Se com o tempo o Coisas Naturais não for lembrado como seu melhor, ainda assim merece ser visto, sem dúvida, como talvez o mais potente no meio dos outros discos que desfilam sobre um tapete de pura sofisticação, onde desde o primeiro momento não houve espaço para o mínimo, somente realizações absolutamente extraordinárias. A primeira trinca de projetos de Marina fecha com a sensação de um denso mergulho numa nascente de água quente e transformadora.

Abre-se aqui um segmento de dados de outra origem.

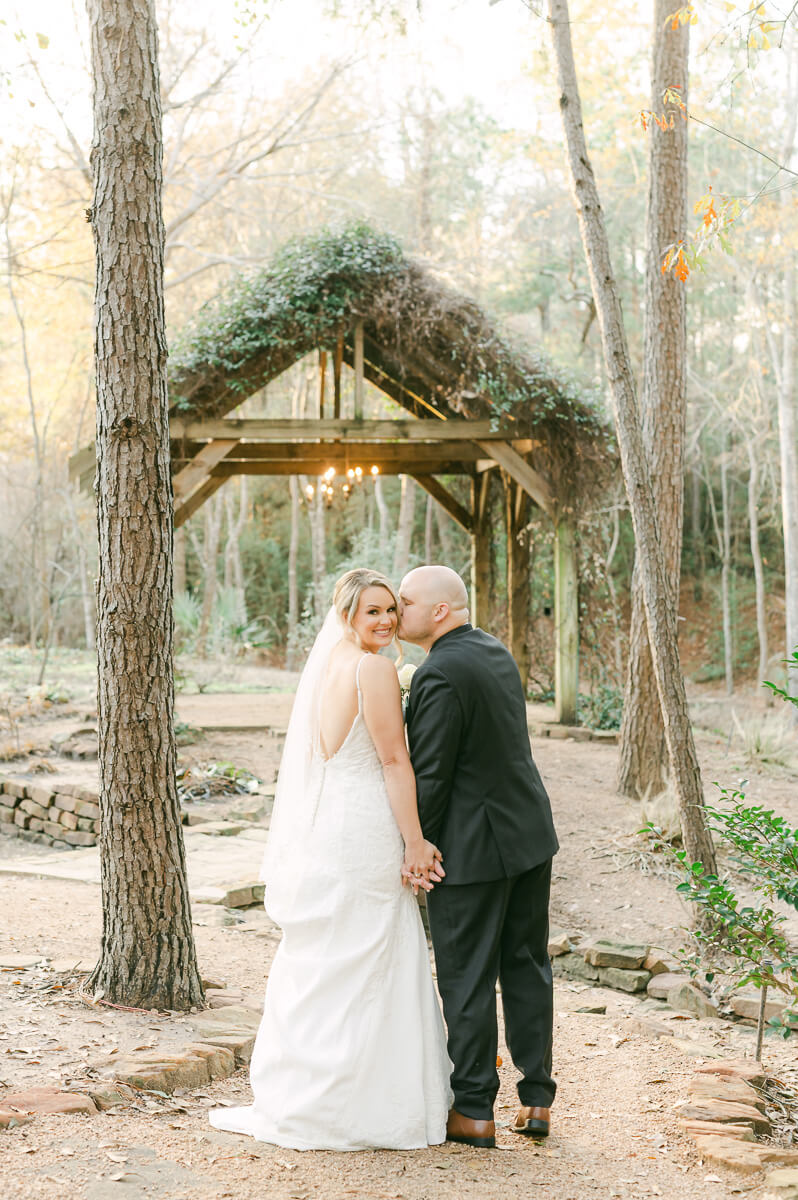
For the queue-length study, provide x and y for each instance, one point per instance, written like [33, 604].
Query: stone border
[65, 816]
[577, 732]
[726, 1114]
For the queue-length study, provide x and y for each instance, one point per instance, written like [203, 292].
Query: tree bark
[481, 546]
[659, 604]
[516, 504]
[179, 561]
[148, 957]
[642, 763]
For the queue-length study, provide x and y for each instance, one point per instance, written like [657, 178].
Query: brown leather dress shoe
[533, 1122]
[472, 1133]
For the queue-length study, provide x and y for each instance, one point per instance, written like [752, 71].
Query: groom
[483, 803]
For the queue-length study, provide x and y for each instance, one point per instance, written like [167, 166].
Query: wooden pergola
[449, 430]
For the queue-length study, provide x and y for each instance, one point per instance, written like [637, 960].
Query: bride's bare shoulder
[377, 672]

Mesmo que “Numa Ilha” traga os melhores dizeres quanto o mar e amar, a sensação do êxtase — carregado de calor e conduzido por batidas quase alucinógenas — se espalha por várias faixas. O lirismo, sempre guiado pelo natural do mundo, do ser que sente às emoções dos próprios elementos da terra, constrói um ecossistema poético de beleza rara.

“SENSEI” é até na sua parte mais básica uma obra-prima. Construída via um ritmo gelado, prestes a eclodir em efervescência pela acalorada canção seguinte (“Lua Cheia”), a faixa evidencia a soturnidade que o álbum inteiro não tem para gerar o momento mais genuíno e profundo de todos.

Do mesmo modo que a artista compromete-se a expandir o seu repertório para com sua arte e entregar vestes inéditas, ainda é possível vê-la dentro do seu corpo de costume. O Coisas Naturais se distancia da pose mais eletrônica do Vício Inerente ao apresentar texturas novas e um tom acalorado ainda pouco explorado pela artista.

Mas é a entrega na junção de todas as canções que transforma tudo que é natural dentro da narrativa do disco numa obra extremamente poética e lúcida, onde não se pula nenhuma peça; seja para escutar dos pés a cabeça o movimento marítimo de Marina Sena com seu talento ou para chegar na esplendorosa “Ouro de Tolo“.

Se usarmos a água de metáfora, quanto de amor cabe na totalidade do ser humano se fossemos mar? E se, na verdade, formos rio? O tamanho e o propósito são os mesmos? Tais dores da vida, desejos, fábulas, ou como queira chamar, são tão naturais como o movimento da água, mas nunca será possível descobrir o quanto do nosso cabe no outro.

Porém, sem dúvida alguma Marina Sena sabe fazer a trilha sonora estridente perfeita para trazer luz a esses pensamentos.